L’associazione ha impugnato sia i provvedimenti di chiusura che il diniego del Comune al cambio di destinazione d’uso dei locali, supportata da otto genitori dei piccoli iscritti al nido. L’ente locale aveva negato l’autorizzazione sostenendo che strutture del genere sono incompatibili con la vocazione di una zona industriale. Rilievo contestato da “Cammino del Sole”, difesa dagli avvocati Andrea Gangale, Luigia Lazzaro e Luigi Luzi, specificando che la legge regionale in materia di asili e lo stesso regolamento edilizio legittimano invece la realizzazione di tali attività in qualsiasi zona urbanistica.

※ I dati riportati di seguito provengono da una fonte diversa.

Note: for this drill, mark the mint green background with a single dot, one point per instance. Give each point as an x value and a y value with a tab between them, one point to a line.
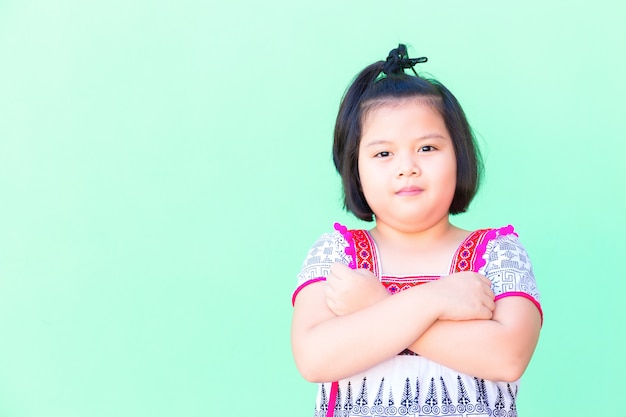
164	167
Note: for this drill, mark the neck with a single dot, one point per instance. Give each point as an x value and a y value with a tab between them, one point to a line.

I giudici amministrativi hanno respinto la tesi dell’associazione sulla formazione del silenzio-assenso dopo la richiesta presentata tre anni fa al Comune, ma hanno ritenuto valide le ragioni della stessa sulla mancata sanatoria, specificando che vi è stato “un orientamento di netta chiusura del Comune di Pomezia”. Nel corso del giudizio è emerso inoltre che in altri casi lo stesso ente ha applicato correttamente la legge, concedendo autorizzazioni a molti altri asili nido ricadenti sia in zona industriale che agricola. Ma vi è di più. Prima della sentenza vi erano infatti state anche tre ordinanze cautelari emesse dal Tar, che avevano sospeso i provvedimenti impugnati. Non essendo stato raggiunto un accordo tra l’associazione e il Comune, è così ora arrivata la decisione dei giudici. “Tale comportamento – specifica l’avvocato Luzi – è a dir poco “atipico” per un’amministrazione che è obbligata per legge ad agire non solo secondo diritto, ma anche lealmente con il privato, come ricordato dallo stesso Tar nelle ordinanze cautelari. Se il Comune avesse correttamente operato si sarebbe poi certamente evitato la cospicua condanna alle spese legali”. Tra sentenza e ordinanze ben settemila euro oltre accessori di legge. “Al momento – aggiunge il legale – vi è piena soddisfazione e gratitudine dell’associazione e dei genitori, che sono pure intervenuti nella causa per tutelare i figli, per l’esito di questo giudizio, che aveva messo in discussione la possibilità di mantenere aperta una struttura di massima rilevanza sociale, in
quanto destinata alla prima infanzia e che il Comune di Pomezia aveva invece inteso chiudere, trincerandosi dietro un diniego infondato e con atteggiamento che è più volte apparso “persecutorio” alla ricorrente. L’associazione valuterà anche in base al successivo comportamento del
Comune, che deve a questo punto conformarsi alla sentenza,
l’opportunità di agire per il risarcimento dei danni cagionati dai
provvedimenti dichiarati illegittimi dal Tar, tenuto debito conto del cospicuo danno all’immagine ricevuto”.